Findings support the central hypothesis that platform design architectures are not neutral and actively shape discourse toward toxic communication when optimized for engagement. Facebook’s engagement-sorted Feed amplifies outrage content and facilitates rapid, low-effort propagation, normalizing antagonistic interactions. YouTube’s engagement-driven, next-video recommendations steer users along trajectories that often intensify political and cultural extremity, while its comment system rewards provocative contributions. Together, these architectures create feedback loops that influence users gradually but powerfully over extended periods of media consumption. The paper also addresses counter-arguments (e.g., supply–demand explanations) by emphasizing sociotechnical dynamics and the cumulative cognitive effects of inhabiting algorithmically curated environments. Design implications include reorienting values away from raw engagement toward well-being, civility, and diversity of exposure, and reconfiguring affordances to slow impulsive reactions, add friction, foster empathy, and strengthen accountability mechanisms. This reframing positions design as a lever to mitigate toxic communication without relying solely on detection/removal or scaling human moderation.
The study demonstrates that engagement-optimized design choices on Facebook and YouTube contribute to toxic communication by privileging incendiary content, easing outrage expression, and nudging users toward more extreme material.
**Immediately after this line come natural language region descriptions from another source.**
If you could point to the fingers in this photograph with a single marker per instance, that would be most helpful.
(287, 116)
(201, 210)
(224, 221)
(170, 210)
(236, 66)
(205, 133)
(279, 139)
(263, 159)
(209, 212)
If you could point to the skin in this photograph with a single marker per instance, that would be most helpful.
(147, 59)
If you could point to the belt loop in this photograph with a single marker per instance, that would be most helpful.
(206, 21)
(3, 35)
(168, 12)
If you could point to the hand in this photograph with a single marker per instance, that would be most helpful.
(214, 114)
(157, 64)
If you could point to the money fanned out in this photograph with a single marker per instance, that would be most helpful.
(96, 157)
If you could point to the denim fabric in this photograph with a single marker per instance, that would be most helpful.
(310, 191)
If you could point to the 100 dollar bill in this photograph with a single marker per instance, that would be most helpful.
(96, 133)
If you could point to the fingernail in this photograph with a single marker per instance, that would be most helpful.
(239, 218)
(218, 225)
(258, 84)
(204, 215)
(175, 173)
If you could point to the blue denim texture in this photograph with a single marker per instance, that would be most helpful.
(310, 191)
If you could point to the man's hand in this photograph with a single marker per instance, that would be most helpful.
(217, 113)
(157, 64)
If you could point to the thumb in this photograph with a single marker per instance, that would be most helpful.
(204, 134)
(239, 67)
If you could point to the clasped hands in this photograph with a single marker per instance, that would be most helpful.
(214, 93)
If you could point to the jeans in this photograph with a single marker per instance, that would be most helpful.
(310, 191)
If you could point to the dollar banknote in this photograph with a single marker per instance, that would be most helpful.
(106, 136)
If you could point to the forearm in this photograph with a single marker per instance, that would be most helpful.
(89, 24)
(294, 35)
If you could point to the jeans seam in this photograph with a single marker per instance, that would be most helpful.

It proposes concrete design avenues: for Facebook, experimenting with alternative Feed priorities (e.g., hyperlocal or close ties) and adding temporal or empathetic prompts to slow and reflect on reactive posts; for YouTube, broadening or diversifying recommendations, incorporating long-term well-being signals, elevating curated, human-driven playlists, and redesigning comments with reputation/accountability systems. While economic incentives tied to engagement and advertising may impede such redesigns, advertiser backlash and user harms suggest the need for alternative value structures. The paper’s primary contribution is to center design as a causal and actionable factor in toxic communication and to outline practical redesign directions. Future research should quantify design influence across demographics and extend the design-focused analysis to additional platforms (e.g., Reddit, TikTok, 4chan).
The analysis is qualitative and design-focused, relying on secondary sources, public technical descriptions of proprietary systems, and two unstructured interviews; it cannot fully resolve black-box algorithmic behaviors. The degree and mechanisms of design influence on individuals—and how effects vary by age, gender, class, culture, and context—are not precisely measured. The study covers only two platforms and selected features (Feed, recommendations, comments), limiting generalizability. Causal claims about radicalization pathways are supported by correlational and audit studies but not randomized trials. The proposed interventions are speculative and not empirically validated within this work.